My learned predecessor in the editor's chair was fond of composing editorials while in exotic and far-flung locations. This editorial comes from the beautiful but decidedly colder climes of Edinburgh where, as friends and colleagues in the Church of England's General Synod were debating and ultimately declining to take note of the House of Bishops’ Report on human sexuality, I walked past the Assembly Hall of the Church of Scotland. This has been, of course, the scene of debates on the same topic that aroused similarly significant publicity.
Churches in the modern world face the same issues, as each church seeks to respond in God's way to the developing social mores and developments in social, ethical and moral thinking that face them. It is inevitable that churches will, of necessity, have to face these questions, grapple with them and respond to a changing society. And they will do this differently depending on a variety of factors including theological tradition and traditions of theological interpretation; history; the society or societies in which they are set; and the legal and political frameworks of those societies. There are, therefore, different responses made by different churches to the same questions.
In this issue of the Journal we see in different contexts development and change in the structure and law of the church. In two companion (but independently composed) articles, Rupert Bursell QC and Charlotte L Wright examine the changing face of the law surrounding burial, exhumation and suicide. Chancellor Bursell's article builds on his earlier work in this area, not least ‘Digging up exhumation’, (1998) 5 Ecc LJ 18–33. Developments in society and in law have caused the law in these areas to evolve in recent years. Discussion and debate on such matters, and not least in the case of the burial of those who died by suicide, are both ancient (as shown by the conversation between the gravediggers in Shakespeare's Hamlet) and modern (as shown by the proposed amendment of canon law in this area by means of Amending Canon 38, passing through the legislative processes of General Synod currently). Observers of the Journal’s Case Notes over the years will have seen the judicial side of developments in law surrounding churchyards, burial and exhumation worked out over time. Questions surrounding burials, cremated remains, reservation of grave spaces, memorials and exhumations frequently come before ecclesiastical courts and this remains a fast-moving area of developing judicial precedent.
In two other independent but related articles Nicholas Schofield charts the history of the Roman Catholic Church in England and Wales during the period between the Reformation and the establishment of Roman Catholic sees in this country and Stephen Coleman critically examines the development of the appointment of bishops in the Church of England. In both articles one can see the hand of the Crown, Parliament and government in the background. The suppression of the Catholic hierarchy and the limitations (and penalties) imposed on Catholic practice caused, of necessity, a different ecclesiastical methodology for the Roman Catholic Church in England and Wales.

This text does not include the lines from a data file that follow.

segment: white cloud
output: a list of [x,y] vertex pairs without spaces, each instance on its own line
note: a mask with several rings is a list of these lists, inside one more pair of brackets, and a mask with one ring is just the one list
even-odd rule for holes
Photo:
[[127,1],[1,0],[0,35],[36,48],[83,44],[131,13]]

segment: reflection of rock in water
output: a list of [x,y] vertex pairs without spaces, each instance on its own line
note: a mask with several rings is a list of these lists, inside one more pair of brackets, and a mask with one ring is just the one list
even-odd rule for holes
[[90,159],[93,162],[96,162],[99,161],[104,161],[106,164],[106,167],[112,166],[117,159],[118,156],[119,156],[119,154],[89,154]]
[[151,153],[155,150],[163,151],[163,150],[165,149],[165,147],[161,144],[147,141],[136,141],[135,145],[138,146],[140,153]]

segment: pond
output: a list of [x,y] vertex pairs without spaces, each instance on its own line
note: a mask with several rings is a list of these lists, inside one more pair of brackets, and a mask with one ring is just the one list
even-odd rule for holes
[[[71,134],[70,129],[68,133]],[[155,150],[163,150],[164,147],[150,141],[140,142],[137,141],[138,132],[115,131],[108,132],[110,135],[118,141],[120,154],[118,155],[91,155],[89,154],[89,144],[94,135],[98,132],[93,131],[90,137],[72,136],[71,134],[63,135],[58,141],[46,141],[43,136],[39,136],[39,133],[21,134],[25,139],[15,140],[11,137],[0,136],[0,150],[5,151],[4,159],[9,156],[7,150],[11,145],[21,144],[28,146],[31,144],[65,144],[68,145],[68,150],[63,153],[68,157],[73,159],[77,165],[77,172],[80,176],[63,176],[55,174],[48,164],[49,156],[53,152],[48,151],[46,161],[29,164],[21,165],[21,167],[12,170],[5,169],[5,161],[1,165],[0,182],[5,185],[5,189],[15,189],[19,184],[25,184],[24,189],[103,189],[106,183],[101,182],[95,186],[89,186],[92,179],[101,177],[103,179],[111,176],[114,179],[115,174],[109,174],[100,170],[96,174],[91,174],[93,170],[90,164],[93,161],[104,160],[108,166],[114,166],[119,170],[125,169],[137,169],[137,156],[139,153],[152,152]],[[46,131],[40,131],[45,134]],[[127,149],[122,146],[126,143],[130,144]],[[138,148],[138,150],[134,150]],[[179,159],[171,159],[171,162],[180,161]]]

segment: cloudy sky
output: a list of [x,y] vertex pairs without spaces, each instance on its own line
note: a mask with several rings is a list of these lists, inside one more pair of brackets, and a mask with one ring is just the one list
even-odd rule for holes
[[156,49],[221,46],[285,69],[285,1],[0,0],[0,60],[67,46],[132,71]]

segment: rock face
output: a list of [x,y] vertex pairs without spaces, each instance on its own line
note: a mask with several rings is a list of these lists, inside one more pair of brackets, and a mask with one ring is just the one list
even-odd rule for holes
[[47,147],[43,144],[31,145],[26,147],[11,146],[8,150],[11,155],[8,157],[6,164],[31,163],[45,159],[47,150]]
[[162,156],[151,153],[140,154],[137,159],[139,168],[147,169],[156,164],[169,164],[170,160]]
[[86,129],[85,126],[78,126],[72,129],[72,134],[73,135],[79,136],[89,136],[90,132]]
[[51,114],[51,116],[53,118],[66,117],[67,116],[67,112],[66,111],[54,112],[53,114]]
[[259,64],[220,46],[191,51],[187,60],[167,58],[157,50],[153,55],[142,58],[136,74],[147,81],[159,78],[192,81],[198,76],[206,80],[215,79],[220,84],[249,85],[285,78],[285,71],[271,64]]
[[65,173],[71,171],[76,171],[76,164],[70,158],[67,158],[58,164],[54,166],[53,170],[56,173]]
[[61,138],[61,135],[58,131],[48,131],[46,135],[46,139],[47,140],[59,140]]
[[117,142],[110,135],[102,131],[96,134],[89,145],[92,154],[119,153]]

Changes in practice by previous prime ministers, not least the documented changes brought about by James Callaghan in 1976 and by Gordon Brown in 2007, have brought the Church of England arguably to a new ecclesiological reality. Coleman's article argues that, by virtue of Gordon Brown's changes, the Crown Nominations Commission now effectively acts as an electoral college for the election of Church of England bishops. Fr Schofield's article started life as the Lyndwood Lecture in 2016: the Lyndwood Lecture is a joint venture between the Ecclesiastical Law Society and the (Roman Catholic) Canon Law Society of Great Britain and Ireland. Looking back on the history of disagreement and bloodshed as we do in this Reformation anniversary year, it can only be a good thing that scholars and practitioners from many different churches can come together in events such as this.
The coming together of scholars across denominational divides has produced a set of Principles of Christian Law. The approach is familiar to those who have engaged with The Principles of Canon Law Common to the Churches of the Anglican Communion (2008) and the methodology familiar to those who have read the estimable corpus of work by Professor Norman Doe and his wide-ranging comparative studies of law and religion at various different levels. ‘Principles of Christian Law’ is reproduced in this issue. Its publication, and the work that went into devising it, bears witness to the facts alluded to at the beginning of this editorial introduction. Churches, wherever they are, face similar challenges to one another at any particular time. Churches, though divided from one another, share a great heritage of faith and it is true to say (although some may disagree) that what unites divided Christians is greater and stronger than that which divides us. ‘Principles of Christian Law’ bears witness to this unity, at least in the common approach of churches to the ordering and economy of the Church.
The Church, according to Archbishop William Temple, is the only society that exists primarily for the benefit of those who are not its members. Wherever Christian people find themselves they will find themselves having to live in and react to a society that is wider than just them and certainly wider than just those who agree with them. The articles in this issue of the Journal show that the Church is able to adjust in response to the changing needs of society. However, it will always be a question of balance and judgment as to how and when to change. Legal, deliberative and legislative mechanisms, governed by law, are therefore necessary to enable churches and other Christian bodies to come to a mind, under God and in prayer and humility, on how to proclaim the unchanging and universal gospel afresh to each generation.